Ma perché, come mai si crea questa felice connessione? Lo spiega in primis Francesco Sabatini quando scrive: “L’introspezione sui propri meccanismi cognitivi e linguistici (via obbligata, nell’applicazione del modello adottato) comportava necessariamente la partecipazione attiva degli alunni e quindi un’organizzazione dialogata, partecipata, a gruppi in continuo confronto, dello studio in questo campo” (ivi, p. 13). Sicuramente, nella interpretazione di Sabatini e dei ricercatori di INDIRE, il modello valenziale si è caricato di questo valore aggiunto, dato dalla convinzione che nella lezione di grammatica si dovesse fare appello alla competenza implicita degli studenti, ai loro “meccanismi cognitivi e linguistici”. E che quindi in classe bisognasse coinvolgere direttamente gli allievi su temi quali, ad esempio: quanti argomenti ha il verbo baciare? e il verbo mettere? e il verbo ridere? e così via. Posto di fronte a questi piccoli problemi da risolvere, lo studente non può far altro che interrogare la propria competenza di parlante nativo, e risalire per questa via agli elementi necessari e sufficienti a formare una frase. Questo è, infatti, il modo in cui si è proceduto nella sperimentazione di cui dà conto il libro, e di cui sono forniti moltissimi esempi, dalla primaria al biennio superiore.
Ma cosa succede se non coinvolgo gli studenti nella ricerca, se salto il primo passaggio e non chiedo loro, poniamo, quanti argomenti ha il verbo X? Se, come docente, avendo poco tempo e tante cose da fare, avessi l’idea di accelerare il percorso adottando un’altra strada?
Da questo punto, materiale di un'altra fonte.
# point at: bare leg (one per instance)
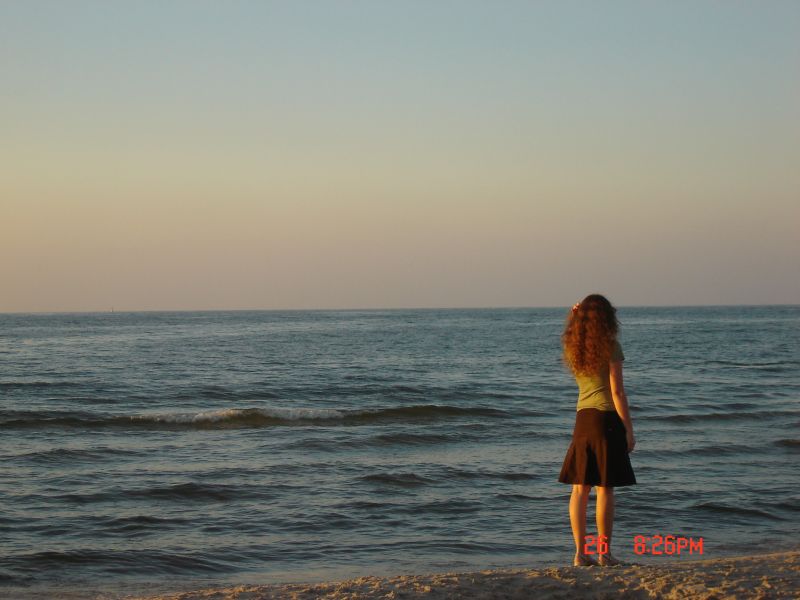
(605, 521)
(577, 517)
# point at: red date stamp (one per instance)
(666, 544)
(648, 544)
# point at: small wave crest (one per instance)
(740, 511)
(242, 417)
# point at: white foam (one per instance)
(225, 414)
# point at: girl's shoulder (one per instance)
(616, 352)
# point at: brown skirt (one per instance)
(598, 454)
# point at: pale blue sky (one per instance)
(191, 155)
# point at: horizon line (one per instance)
(377, 309)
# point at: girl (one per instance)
(603, 434)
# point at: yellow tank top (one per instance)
(594, 391)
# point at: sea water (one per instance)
(146, 449)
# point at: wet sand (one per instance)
(764, 576)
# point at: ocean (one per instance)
(147, 450)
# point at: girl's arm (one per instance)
(621, 401)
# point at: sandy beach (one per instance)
(774, 575)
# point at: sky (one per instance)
(372, 154)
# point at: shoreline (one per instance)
(762, 576)
(774, 575)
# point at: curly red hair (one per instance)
(589, 335)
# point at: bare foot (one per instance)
(582, 560)
(607, 560)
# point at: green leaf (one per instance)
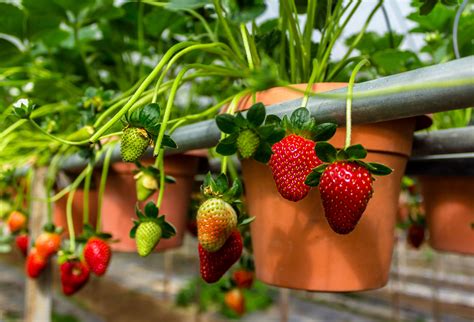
(138, 212)
(11, 20)
(222, 183)
(324, 131)
(325, 151)
(277, 135)
(226, 149)
(378, 169)
(236, 190)
(256, 114)
(226, 123)
(245, 11)
(300, 117)
(312, 179)
(241, 121)
(263, 153)
(9, 53)
(151, 210)
(355, 152)
(167, 229)
(169, 142)
(427, 6)
(272, 119)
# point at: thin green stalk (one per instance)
(310, 83)
(12, 128)
(230, 36)
(140, 36)
(161, 193)
(140, 90)
(70, 222)
(244, 32)
(51, 178)
(169, 105)
(349, 101)
(85, 201)
(103, 182)
(324, 61)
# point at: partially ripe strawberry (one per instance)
(22, 241)
(416, 235)
(243, 278)
(35, 263)
(97, 254)
(345, 188)
(234, 299)
(216, 219)
(16, 221)
(292, 160)
(214, 265)
(47, 244)
(74, 275)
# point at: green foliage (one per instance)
(210, 297)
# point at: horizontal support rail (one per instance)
(388, 105)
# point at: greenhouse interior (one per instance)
(236, 160)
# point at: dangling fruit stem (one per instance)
(349, 101)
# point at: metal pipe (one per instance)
(444, 141)
(378, 108)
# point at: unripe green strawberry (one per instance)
(247, 143)
(146, 185)
(134, 143)
(147, 236)
(216, 219)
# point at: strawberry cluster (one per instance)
(220, 241)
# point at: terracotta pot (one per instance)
(449, 206)
(77, 210)
(120, 199)
(294, 246)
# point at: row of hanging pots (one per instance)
(294, 247)
(120, 199)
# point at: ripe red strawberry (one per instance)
(216, 219)
(243, 278)
(74, 275)
(35, 263)
(16, 221)
(292, 160)
(346, 188)
(345, 184)
(214, 265)
(97, 254)
(22, 241)
(416, 235)
(234, 299)
(48, 243)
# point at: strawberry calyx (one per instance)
(148, 120)
(220, 188)
(303, 124)
(251, 135)
(147, 180)
(150, 214)
(354, 153)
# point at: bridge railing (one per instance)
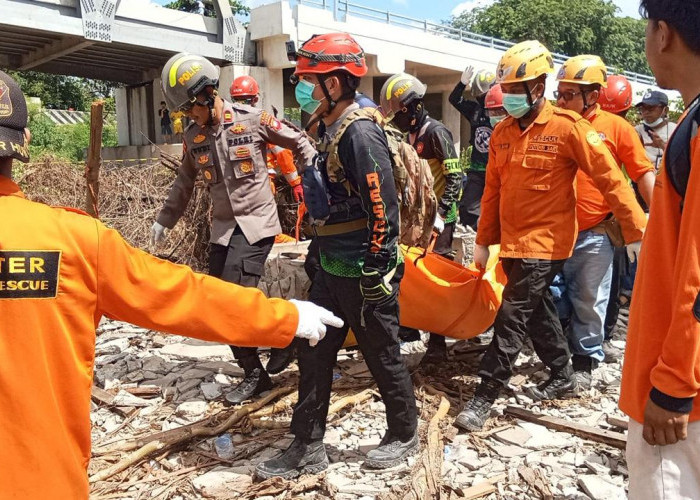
(343, 8)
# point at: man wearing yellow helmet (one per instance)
(529, 208)
(586, 277)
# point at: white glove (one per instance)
(439, 223)
(481, 256)
(633, 250)
(313, 320)
(157, 233)
(467, 75)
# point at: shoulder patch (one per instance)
(29, 274)
(593, 138)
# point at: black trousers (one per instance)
(242, 263)
(470, 204)
(527, 310)
(377, 337)
(613, 311)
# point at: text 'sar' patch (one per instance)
(29, 274)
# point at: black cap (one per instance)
(653, 98)
(13, 120)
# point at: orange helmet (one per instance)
(331, 52)
(494, 97)
(244, 87)
(617, 97)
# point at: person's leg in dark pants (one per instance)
(437, 348)
(307, 453)
(527, 309)
(244, 264)
(470, 204)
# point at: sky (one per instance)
(438, 10)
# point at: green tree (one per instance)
(62, 92)
(572, 27)
(237, 7)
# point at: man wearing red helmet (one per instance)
(245, 90)
(226, 143)
(361, 265)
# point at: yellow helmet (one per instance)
(524, 61)
(584, 70)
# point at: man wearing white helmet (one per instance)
(227, 143)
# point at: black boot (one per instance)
(255, 382)
(392, 451)
(302, 457)
(559, 385)
(280, 359)
(583, 371)
(477, 410)
(437, 350)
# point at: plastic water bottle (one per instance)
(224, 446)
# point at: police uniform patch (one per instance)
(242, 152)
(593, 138)
(246, 167)
(238, 128)
(29, 274)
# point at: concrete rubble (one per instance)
(161, 382)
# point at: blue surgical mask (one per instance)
(516, 105)
(496, 119)
(303, 94)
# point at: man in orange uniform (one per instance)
(245, 90)
(585, 281)
(60, 272)
(661, 372)
(529, 208)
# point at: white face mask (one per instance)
(655, 123)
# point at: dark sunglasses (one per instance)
(567, 95)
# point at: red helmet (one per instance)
(494, 97)
(331, 52)
(617, 97)
(244, 87)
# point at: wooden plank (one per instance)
(614, 439)
(617, 422)
(94, 159)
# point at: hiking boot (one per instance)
(437, 350)
(280, 359)
(477, 410)
(255, 382)
(302, 457)
(392, 451)
(583, 368)
(559, 385)
(612, 353)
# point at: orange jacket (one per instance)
(282, 159)
(60, 272)
(624, 144)
(529, 201)
(663, 339)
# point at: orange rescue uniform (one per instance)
(60, 272)
(282, 159)
(663, 339)
(529, 201)
(623, 142)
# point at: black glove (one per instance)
(374, 286)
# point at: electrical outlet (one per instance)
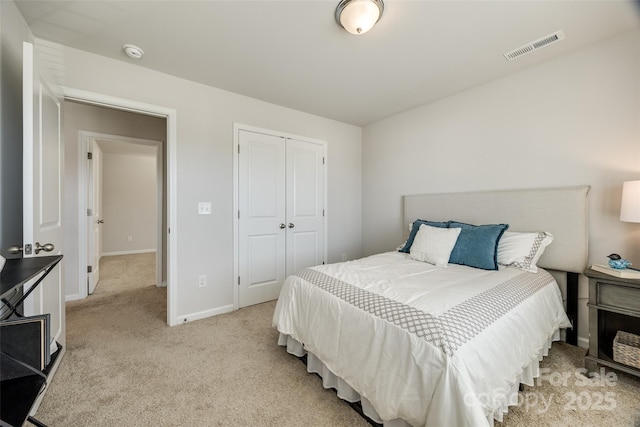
(204, 208)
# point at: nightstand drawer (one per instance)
(618, 296)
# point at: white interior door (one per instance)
(261, 228)
(305, 205)
(94, 199)
(42, 187)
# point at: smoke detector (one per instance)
(534, 45)
(133, 51)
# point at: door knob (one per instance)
(47, 247)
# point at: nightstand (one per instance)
(614, 304)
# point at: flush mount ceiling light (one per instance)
(133, 51)
(359, 16)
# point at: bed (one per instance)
(446, 344)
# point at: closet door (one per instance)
(262, 212)
(305, 205)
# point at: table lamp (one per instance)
(630, 206)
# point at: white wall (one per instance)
(129, 203)
(82, 117)
(205, 118)
(571, 121)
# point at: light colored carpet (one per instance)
(125, 367)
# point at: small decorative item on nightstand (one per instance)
(618, 267)
(614, 322)
(617, 262)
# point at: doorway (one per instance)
(123, 178)
(111, 106)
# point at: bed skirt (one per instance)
(347, 393)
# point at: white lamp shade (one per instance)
(359, 16)
(630, 206)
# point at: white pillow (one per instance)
(434, 244)
(523, 250)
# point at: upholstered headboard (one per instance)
(561, 211)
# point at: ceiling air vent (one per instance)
(534, 45)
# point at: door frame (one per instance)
(84, 138)
(170, 114)
(237, 127)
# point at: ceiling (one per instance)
(293, 53)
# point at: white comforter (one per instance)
(429, 345)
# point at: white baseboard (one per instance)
(73, 297)
(138, 251)
(204, 314)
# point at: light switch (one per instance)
(204, 208)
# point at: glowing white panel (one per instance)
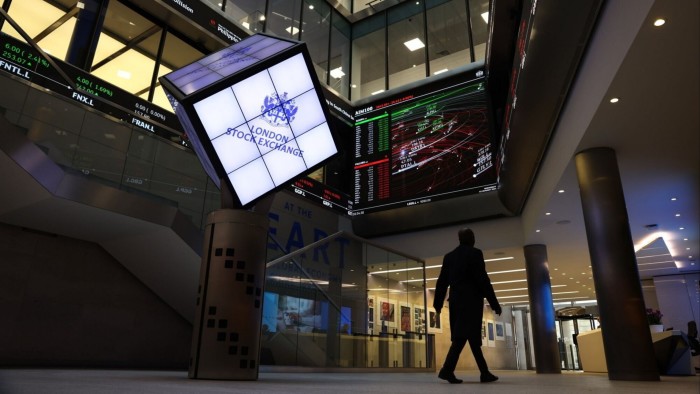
(251, 181)
(311, 116)
(203, 82)
(285, 163)
(269, 136)
(235, 148)
(236, 66)
(219, 112)
(296, 85)
(271, 50)
(263, 130)
(317, 145)
(253, 92)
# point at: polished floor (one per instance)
(60, 381)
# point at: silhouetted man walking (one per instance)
(464, 272)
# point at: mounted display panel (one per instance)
(420, 147)
(254, 115)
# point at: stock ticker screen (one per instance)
(414, 150)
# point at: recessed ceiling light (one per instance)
(485, 16)
(124, 74)
(414, 44)
(337, 73)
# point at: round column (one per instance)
(539, 289)
(627, 341)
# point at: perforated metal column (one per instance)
(226, 334)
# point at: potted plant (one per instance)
(654, 318)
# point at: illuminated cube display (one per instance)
(254, 114)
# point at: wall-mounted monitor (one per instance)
(254, 114)
(419, 148)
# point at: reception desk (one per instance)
(670, 348)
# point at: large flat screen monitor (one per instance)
(433, 146)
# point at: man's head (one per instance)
(466, 237)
Io riesco a immaginare una modalità pedante e demotivante di presentazione del modello valenziale: la lezione che si apre con la definizione di verbo e di valenza, seguita da liste di verbi zerovalenti, mono-, bi-, tri-, tetravalenti, accompagnati da esempi, pochi casi facilmente e indiscutibilmente etichettabili, e infine esercizi di riconoscimento ed etichettatura, spesso più problematici degli esempi, e di fronte ai quali gli studenti non sanno che fare. Vi pare del tutto assurda e strampalata questa visione?
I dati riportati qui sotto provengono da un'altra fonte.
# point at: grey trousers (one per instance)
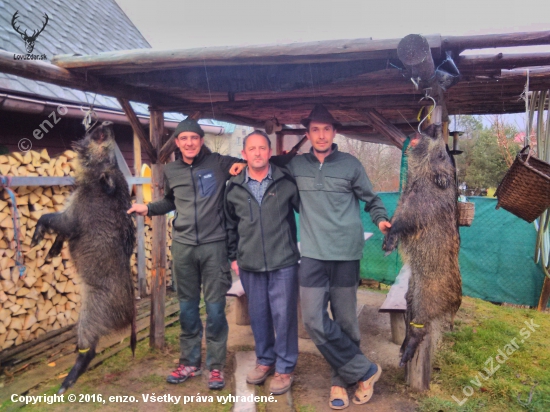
(335, 282)
(194, 268)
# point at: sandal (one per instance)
(366, 388)
(337, 393)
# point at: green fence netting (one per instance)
(496, 255)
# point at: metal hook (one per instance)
(426, 96)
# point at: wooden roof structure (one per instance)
(365, 83)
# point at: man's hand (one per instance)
(236, 168)
(140, 210)
(384, 227)
(235, 267)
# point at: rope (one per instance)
(5, 182)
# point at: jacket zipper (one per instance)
(202, 186)
(250, 207)
(195, 204)
(263, 241)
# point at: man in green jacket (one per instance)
(330, 184)
(261, 227)
(194, 188)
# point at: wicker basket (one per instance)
(525, 189)
(466, 212)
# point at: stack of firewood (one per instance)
(48, 296)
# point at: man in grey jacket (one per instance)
(330, 184)
(194, 188)
(260, 205)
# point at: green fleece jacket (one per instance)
(195, 192)
(262, 237)
(330, 220)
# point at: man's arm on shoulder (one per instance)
(231, 225)
(362, 187)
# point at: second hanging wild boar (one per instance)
(425, 224)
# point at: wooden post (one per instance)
(279, 147)
(418, 371)
(158, 280)
(398, 328)
(140, 221)
(385, 128)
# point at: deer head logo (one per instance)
(29, 40)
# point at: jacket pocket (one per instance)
(207, 183)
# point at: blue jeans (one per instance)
(273, 309)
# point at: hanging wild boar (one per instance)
(425, 224)
(101, 237)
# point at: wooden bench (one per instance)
(241, 309)
(396, 305)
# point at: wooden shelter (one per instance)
(373, 87)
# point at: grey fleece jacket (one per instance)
(330, 220)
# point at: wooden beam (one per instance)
(415, 53)
(293, 53)
(501, 61)
(140, 224)
(138, 129)
(486, 41)
(385, 128)
(158, 278)
(46, 72)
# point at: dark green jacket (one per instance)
(330, 218)
(195, 192)
(262, 237)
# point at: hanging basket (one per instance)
(525, 189)
(466, 212)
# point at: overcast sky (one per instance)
(171, 24)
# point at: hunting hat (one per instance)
(322, 115)
(188, 125)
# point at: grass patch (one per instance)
(498, 356)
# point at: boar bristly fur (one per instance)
(426, 226)
(101, 237)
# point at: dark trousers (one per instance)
(207, 266)
(338, 340)
(273, 309)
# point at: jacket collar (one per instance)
(269, 175)
(199, 158)
(332, 155)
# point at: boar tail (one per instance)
(133, 337)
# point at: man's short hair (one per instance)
(309, 125)
(260, 133)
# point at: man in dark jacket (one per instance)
(260, 205)
(194, 188)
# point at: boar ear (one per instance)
(443, 180)
(107, 183)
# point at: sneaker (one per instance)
(216, 380)
(365, 388)
(259, 374)
(182, 373)
(280, 383)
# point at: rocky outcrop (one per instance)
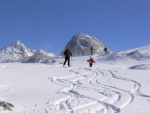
(80, 45)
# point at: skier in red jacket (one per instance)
(91, 61)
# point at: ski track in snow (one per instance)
(102, 95)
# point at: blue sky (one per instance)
(50, 24)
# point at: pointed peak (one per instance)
(17, 42)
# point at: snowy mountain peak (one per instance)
(81, 43)
(15, 52)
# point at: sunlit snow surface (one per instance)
(110, 86)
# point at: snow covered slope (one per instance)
(17, 51)
(14, 52)
(107, 87)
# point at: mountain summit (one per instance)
(80, 45)
(14, 52)
(17, 51)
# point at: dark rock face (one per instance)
(80, 45)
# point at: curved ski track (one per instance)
(90, 90)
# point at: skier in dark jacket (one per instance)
(67, 54)
(91, 61)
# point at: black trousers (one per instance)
(67, 59)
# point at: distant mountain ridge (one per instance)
(81, 43)
(141, 53)
(17, 51)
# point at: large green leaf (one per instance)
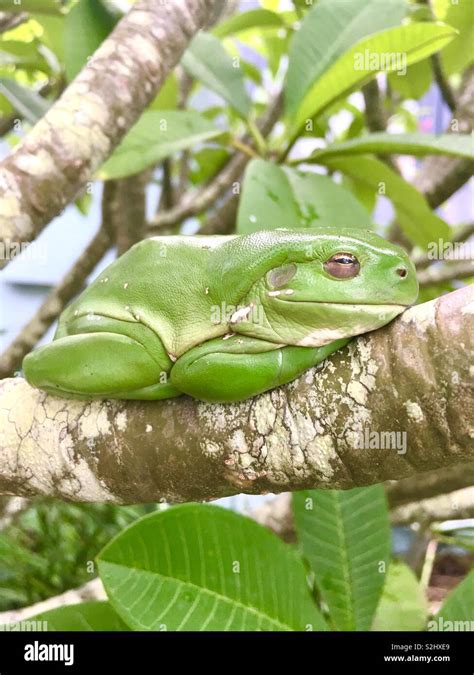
(403, 605)
(197, 567)
(207, 61)
(156, 135)
(87, 616)
(275, 197)
(26, 102)
(255, 18)
(457, 145)
(459, 605)
(414, 215)
(345, 536)
(389, 50)
(85, 27)
(328, 30)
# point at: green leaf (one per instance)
(26, 102)
(390, 50)
(403, 605)
(414, 215)
(22, 55)
(156, 135)
(52, 33)
(459, 54)
(86, 616)
(167, 97)
(459, 606)
(197, 567)
(345, 536)
(85, 27)
(328, 30)
(40, 6)
(275, 197)
(456, 145)
(256, 18)
(207, 61)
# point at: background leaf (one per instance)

Io penso che qualunque disciplina, qualunque contenuto, anche il più aggiornato e scientificamente fondato, diventi poco appetibile e demotivante se presentato come prodotto già confezionato da assumere e memorizzare, e senza coinvolgere attivamente il cervello del discente. Solo un problema chiaramente individuato – un caso anomalo o imprevisto, una definizione che non regga alla prova dei fatti, una domanda cui non si sappia rispondere ma alla nostra portata – fa scattare le molle della curiosità e dell’interesse, cui segue la ricerca della soluzione. Quindi vorrei dire agli amici dell’INDIRE, e a tutti noi: vigiliamo! La vocazione trasmissiva della vecchia scuola potrebbe prima o poi fare capolino persino nel modello valenziale.
*** l’articolo si trova in Renzi L. (1977), Teorie linguistiche moderne e didattica della lingua materna, in Renzi L. – Cortelazzo M. (a cura di), La lingua italiana oggi: un problema scolastico e sociale, Il Mulino, Bologna, pp. 55-73.